One of these opponents is the Credit Union National Association (CUNA), which has been working to keep the amendment out of the Senate’s financial reform bill, S. 3217, the Restoring American Financial Stability Act of 2010, whose chief sponsor is Sen. Christopher Dodd (D-CT).

On May 7, CUNA President and CEO Daniel A. Mica sent a letter to every member of the Senate stating his organization’s opposition to the proposed legislation. The Durbin amendment “would make changes to the card payments system which will increase costs and reduce choice for consumers and will give the largest merchants further leverage to harm small businesses, which are already under significant pressures in this difficult economy,” Mica wrote.

George Mason University School of Law Professor Todd J. Zywicki says card issuers and consumers have good reasons to be concerned about the Durbin amendment.

Expected Gains Questioned
Swipe fees exist because consumers demand the incentives programs these fees allow, Zywicki said. In Australia, the only country whose regulation of interchange fees has been studied, there is no evidence the limits led to any consumer gains, said Zywicki.

“It’s a pure wealth transfer to merchants, with a blind faith that merchants might pass this on to consumers. It’s just an exercise in blind faith and wishful thinking without any empirical reality,” he said.

Moreover, said Zywicki, if the regulation of swipe fees does make sense, there is no reason for the bill to regulate debit card swipe fees but not credit card swipe fees.
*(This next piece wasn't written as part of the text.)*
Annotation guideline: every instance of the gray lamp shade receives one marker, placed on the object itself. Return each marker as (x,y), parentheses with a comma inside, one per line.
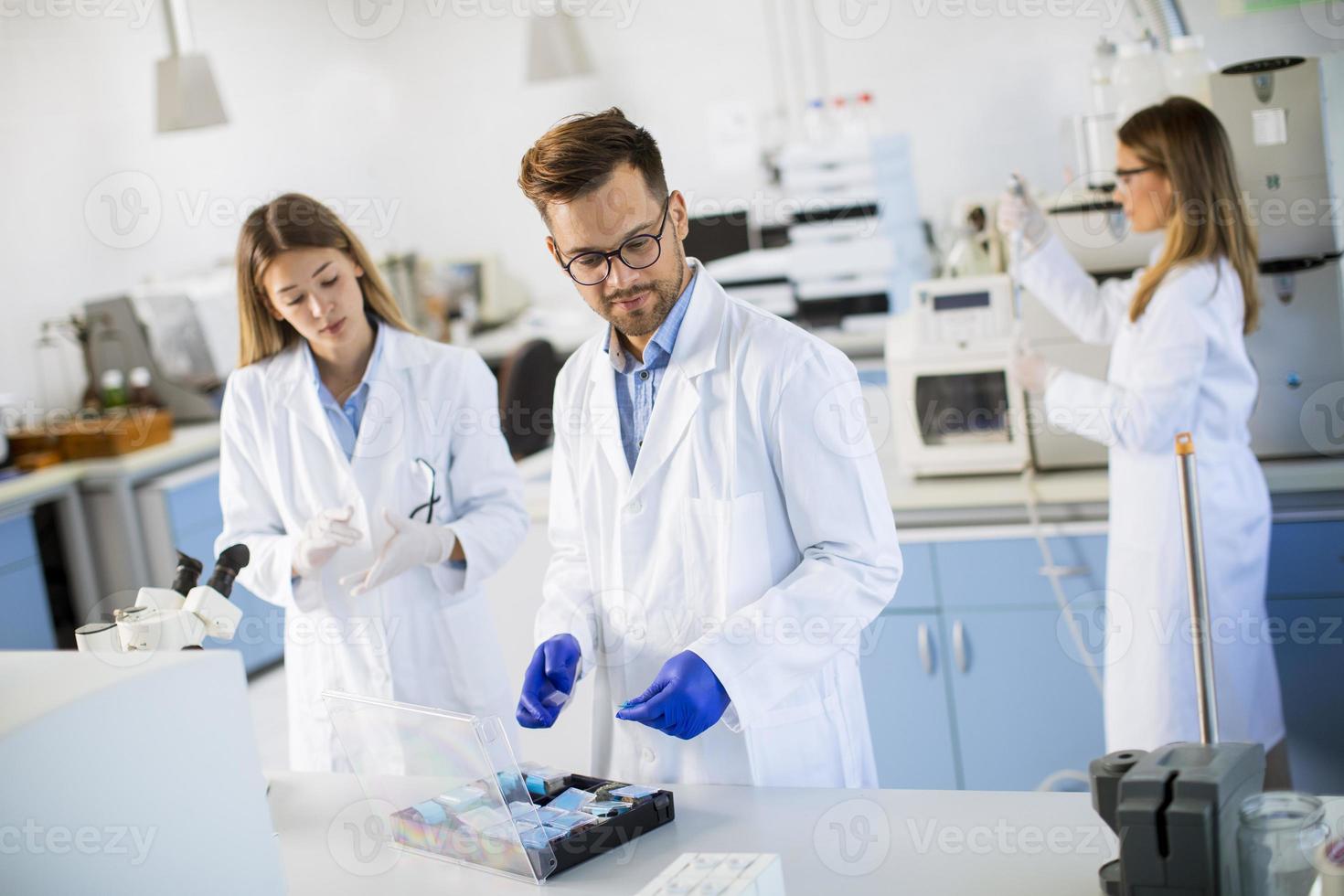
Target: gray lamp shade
(187,94)
(554,48)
“The only explanation I can think of is bureaucratic brain-deadness,” said Zywicki. “Nobody knew that this was coming. Congress has had very few hearings on this question. I’ve never heard anybody try to provide an explanation for why you would try to treat debit cards differently from credit cards when it comes to interchange.”

Going ‘All-Out’
"We oppose the bill because of the interchange provision. Were it not for the interchange provision, we would find the bill balanced,” said CUNA spokesperson Patrick Keefe. “We are urging all members of the House to oppose interchange amendments in the financial regulatory reform legislation approved by the Senate. We are calling all our member credit unions—nearly 8,000 of them across the country—to begin contacting their congressional delegations to urge them to ‘remove interchange from the financial regulatory reform legislation.’ We are also asking credit unions to mobilize their own members, and we are bringing people here to Washington the second week of June to urge Congress to drop the interchange provisions.

“In other words: We've decided to go all-out," Keefe added.